Em termos psicanalíticos
Em termos psicanalíticos, a Síndrome de Don Juan pode refletir um Complexo de Édipo mal resolvido, caracterizado pela fixação sexual ou libidinal inconsciente na figura materna, o que implica a busca frenética na idade adulta da mulher ideal que sempre comparam com a mãe. Existe, assim, uma busca da figura materna em toda a relação e, quando a conquista perde o interesse da sedução, retomam essa busca da mulher perfeita, ou seja, da Mãe.
Pode também acontecer o contrário, ou seja, que estes homens tenham tido uma mãe que não supriu as suas necessidades afectivas e se mostrou abandónica na infância. Neste caso, há um receio de novos abandonos na relação com as mulheres, pelo que o abandono precoce que fazem, da relação que fomentaram, é uma tentativa defensiva de evitar serem ‘novamente abandonados’. Podemos ver nos mesmos um comportamento fóbico, que mais não é do que um mecanismo de defesa contra os contactos afetivos duradouros.
No fundo, existe nos mesmos uma dificuldade de entrega emocional na relação afetiva e algum sadismo na humilhação frequente do sexo oposto. No geral, comportam-se como eternos adolescentes mimados, onde amiúde existe uma grande dependência da mãe. O envolvimento sexual acaba por ser mais fácil do que o envolvimento emocional, pese embora existam bastantes dificuldades de obtenção de prazer sexual.

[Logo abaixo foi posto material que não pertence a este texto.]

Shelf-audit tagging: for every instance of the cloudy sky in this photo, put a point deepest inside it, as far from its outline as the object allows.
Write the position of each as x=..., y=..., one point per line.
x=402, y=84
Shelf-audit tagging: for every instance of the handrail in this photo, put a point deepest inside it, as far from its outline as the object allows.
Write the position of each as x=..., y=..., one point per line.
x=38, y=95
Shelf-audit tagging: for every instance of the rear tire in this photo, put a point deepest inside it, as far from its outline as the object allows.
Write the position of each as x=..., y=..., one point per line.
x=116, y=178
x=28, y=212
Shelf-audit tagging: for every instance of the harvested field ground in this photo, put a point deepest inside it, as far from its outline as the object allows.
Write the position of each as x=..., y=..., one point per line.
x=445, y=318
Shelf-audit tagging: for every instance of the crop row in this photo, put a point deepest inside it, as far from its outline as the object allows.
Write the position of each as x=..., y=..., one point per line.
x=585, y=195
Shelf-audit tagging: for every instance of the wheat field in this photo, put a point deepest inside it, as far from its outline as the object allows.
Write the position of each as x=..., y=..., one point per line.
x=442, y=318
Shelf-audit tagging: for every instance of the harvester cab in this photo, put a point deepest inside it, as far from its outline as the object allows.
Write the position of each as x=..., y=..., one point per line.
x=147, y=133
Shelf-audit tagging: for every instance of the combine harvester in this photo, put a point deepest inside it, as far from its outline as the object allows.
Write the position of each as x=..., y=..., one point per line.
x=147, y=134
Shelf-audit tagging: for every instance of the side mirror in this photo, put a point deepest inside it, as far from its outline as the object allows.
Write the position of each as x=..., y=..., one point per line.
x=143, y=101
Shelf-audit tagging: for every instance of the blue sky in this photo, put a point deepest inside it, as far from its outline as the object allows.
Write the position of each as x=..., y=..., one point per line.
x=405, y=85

O prazer decorre sobretudo do ‘poder da conquista’.
De ego frágil, necessitam reafirmar a sua masculinidade perante os seus pares e perante si mesmos. Parece motivá-los um desejo interior para escapar ao controlo feminino e isso traduz-se num viver entre o segredo e a mentira. Bastante sedutores, têm como alvo preferencial pessoas difíceis ou ‘proibidas’ de serem alcançadas. Após a conquista, a atração volátil desaparece, esfumaçando-se. Com uma estrutura de personalidade fria e insensível, autocentrados e egoístas, não suportam a monotonia e necessitam de uma constante estimulação e novidade compulsiva.
E as mulheres sedutoras compulsivas?
Se avaliarmos esta síndrome como uma perturbação da personalidade (devido ao desprezo pelos sentimentos de terceiros), o mesmo pode apresentar-se tanto em homens como em mulheres, apesar de parecer ser bastante mais evidente no género masculino. Por outro lado, os casos femininos tendem a ser bastante mais discretos.
A sedução torna-se aditiva quando se transforma numa ‘razão de ser’, levando a uma falsa sensação de poder e segurança. A auto-estima é mantida em função da capacidade de seduzir e conquistar, já que no fundo se trata de uma ‘procura de aceitação e de valorização pessoal’.
Características do sedutor compulsivo
Disfuncionalidade familiar (sobretudo, no que diz respeito à relação com a figura materna);
Imaturidade emocional;
Baixa autoestima;
Insegurança:
Narcisismo e egocentrismo;
Vazio existencial;
Ansiedade;
Transtornos obsessivos;
Medo do compromisso;
Incapacidade para se relacionar em igualdade;
Dificuldade para se conectar com a intimidade;
Eventual homossexualidade (não assumida).